Cataract surgery is one of the most common surgical procedures performed. Cataracts occur when the lens in the eye, which helps to focus images, becomes cloudy. Cataracts affect a very high proportion of people and occur with older age - they affect 90% of people aged 75 years or older. Surgical removal of the cataract and replacement of the cloudy lens with a clear, synthetic, substitute lens is a treatment that results in highly satisfactory results. Surgery is currently the only cure for cataracts as once the lens starts to become cloudy there are no medical treatments available to stop this process.

By removing the clouded lens from the eye and replacing it with a permanent intraocular lens (IOL) the vision problems caused by the cataract are eliminated. The surgery can have major effects on the daily life of the patients and allows people to return to driving, reading, and working.

The Procedure

The basic operation to remove a cataract is a process called phacoemulsification / extracapsular cataract extraction. The lens sits inside the eye behind the cornea (the clear layer at the front of the eye) and is contained within a sac-like capsule. A small incision is made where the cornea and the sclera (the white of the eye) meet, and an incision is made in the capsule. Through this incision, two of the three structures of the lens -- the hard nucleus and the soft cortex -- are removed.

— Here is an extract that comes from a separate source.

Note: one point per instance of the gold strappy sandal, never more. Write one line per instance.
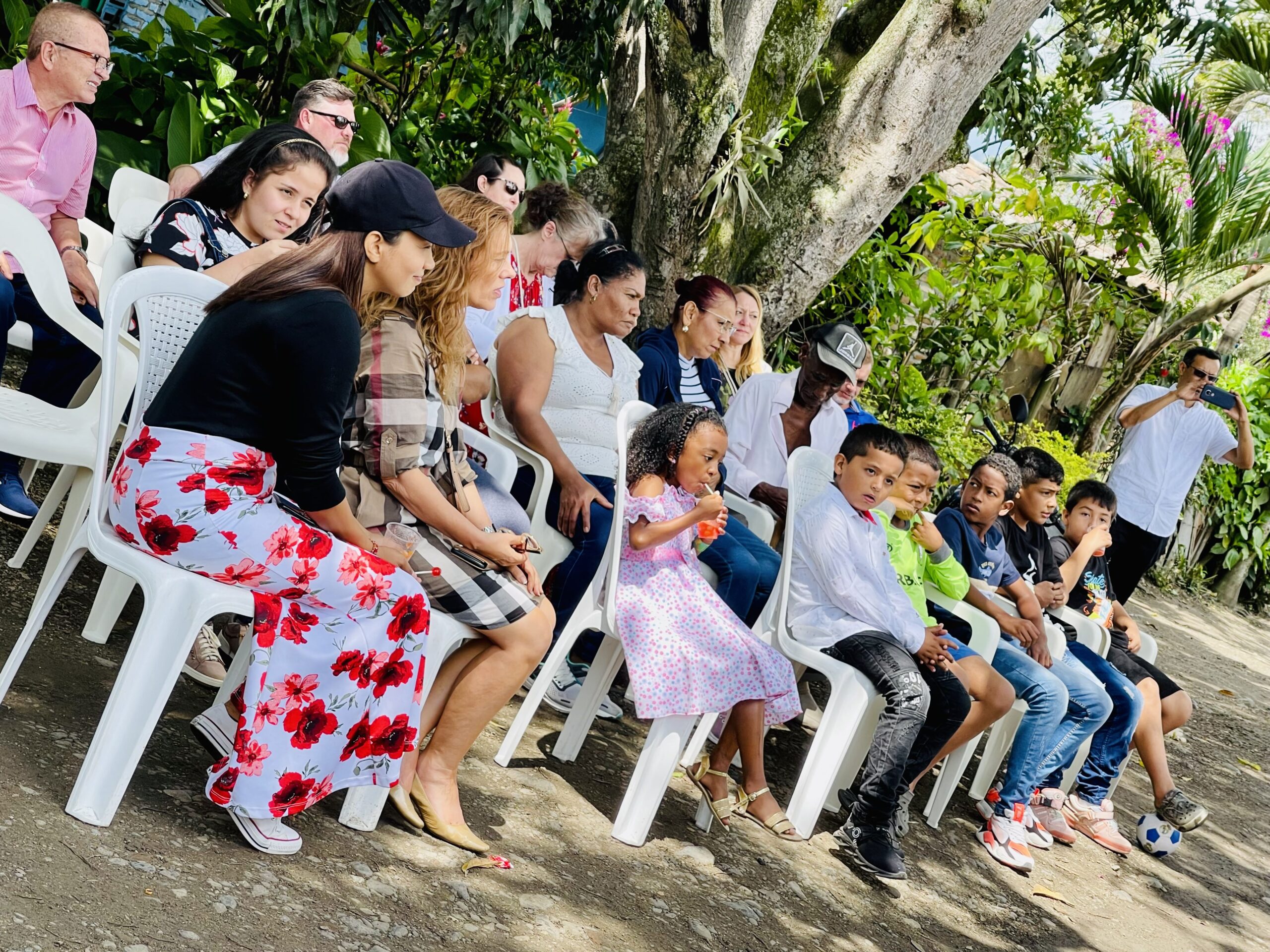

An ultrasonic probe is inserted into the lens capsule and is used to break up the cloudy nucleus and cortex tissue of the lens, which is then suctioned out by the probe and the lens capsule is left in the eye to support the intraocular lens implant. After the clouded lens tissue has been removed, the surgeon places a new, clear, intraocular lens (IOL) into the capsule to replace the clouded lens that was removed. When implanted, the new IOL is folded so that it can fit through the small incision that was made, and once placed inside the lens capsule it is unfolded. The new, clear, lens (IOL) that has been inserted now performs the same function as the old clouded lens that was removed.

The average cataract surgery is about an hour long, but can be as short as twenty minutes, and the procedure is usually performed in an outpatient facility of a hospital. After the procedure is over, there is a short stay to check for complications, but all patients are able to go home the same day.

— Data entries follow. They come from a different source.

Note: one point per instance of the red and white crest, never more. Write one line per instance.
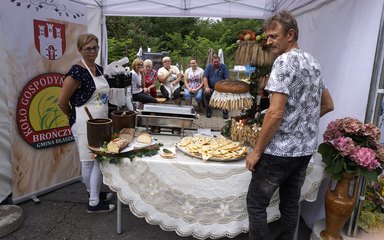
(49, 39)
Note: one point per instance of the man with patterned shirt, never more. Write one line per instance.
(290, 129)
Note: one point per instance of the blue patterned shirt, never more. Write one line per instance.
(298, 75)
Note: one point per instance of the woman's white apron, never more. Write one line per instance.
(97, 106)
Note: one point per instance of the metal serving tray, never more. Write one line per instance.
(164, 121)
(168, 109)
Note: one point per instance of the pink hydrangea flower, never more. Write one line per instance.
(372, 131)
(344, 145)
(363, 156)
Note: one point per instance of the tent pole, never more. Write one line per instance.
(372, 115)
(373, 112)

Local anesthesia, often administered as eye drops at the beginning of the procedure, takes care of the any pain. There may be minor pain during the healing process, but this is usually relieved by simple painkillers like paracetamol.

After Your Procedure

You will need someone to drive you home after the procedure. Post-operative care often includes the use of eye drops or the wearing of glasses or shields. Recovery is generally short, with full healing occurring within 2 to 6 weeks of the surgery. Some people have noticeable improvement in their vision from the day of surgery onward, while others need about a week for their vision to clear.

Long-term Outcome

Cataract surgery is a highly successful treatment. In about 50% of all treated patients, several months to a year after the procedure the capsule of the lens will become clouded also know as "secondary cataracts". If the "secondary cataract" develops can be treated using a procedure called a YAG capsulotomy which is when a laser is used to clear a hole through the damaged capsule tissue for light to enter the eye.

Risks and Limitations

All surgery carries some risks. Cataract surgery can result in high pressure in the eye (glaucoma); blood collection inside the eye; infection inside the eye; artificial lens damage or dislocation; drooping eyelid and swelling or clouding of the cornea. There are other risks that are specific to this procedure, and it is important that you talk to your surgeon about the possible complications prior to surgery.

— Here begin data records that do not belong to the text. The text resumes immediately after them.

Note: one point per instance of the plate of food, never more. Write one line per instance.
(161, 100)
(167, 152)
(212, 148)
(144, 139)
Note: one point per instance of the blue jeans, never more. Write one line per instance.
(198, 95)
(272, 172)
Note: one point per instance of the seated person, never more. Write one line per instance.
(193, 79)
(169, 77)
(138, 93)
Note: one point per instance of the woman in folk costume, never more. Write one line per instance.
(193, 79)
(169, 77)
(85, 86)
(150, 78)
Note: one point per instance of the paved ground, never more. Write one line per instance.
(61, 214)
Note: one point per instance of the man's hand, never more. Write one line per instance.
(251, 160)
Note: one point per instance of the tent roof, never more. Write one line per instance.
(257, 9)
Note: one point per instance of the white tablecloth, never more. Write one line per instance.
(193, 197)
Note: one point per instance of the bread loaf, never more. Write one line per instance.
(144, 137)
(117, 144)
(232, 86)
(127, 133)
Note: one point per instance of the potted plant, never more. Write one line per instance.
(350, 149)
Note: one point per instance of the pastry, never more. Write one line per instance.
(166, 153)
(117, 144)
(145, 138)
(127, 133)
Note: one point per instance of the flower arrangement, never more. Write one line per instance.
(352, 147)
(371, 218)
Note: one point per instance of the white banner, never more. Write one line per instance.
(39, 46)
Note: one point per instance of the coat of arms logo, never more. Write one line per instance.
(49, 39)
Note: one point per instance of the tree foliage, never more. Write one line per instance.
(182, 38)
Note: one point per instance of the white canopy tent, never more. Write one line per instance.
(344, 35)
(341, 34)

Pre-existing medical conditions can alter the level of risk associated with any procedure, and it is important that you notify your surgeon

Cost

The components that determine the cost of the procedure are the surgical theatre costs, hospital costs, anaesthetic fee and the surgeon's fee. Prices vary and depend on; the extent/complexity of the procedure, the physical attributes of individual patients, and the surgeon performing the operation. Cataract surgery typically costs around $3200 per eye.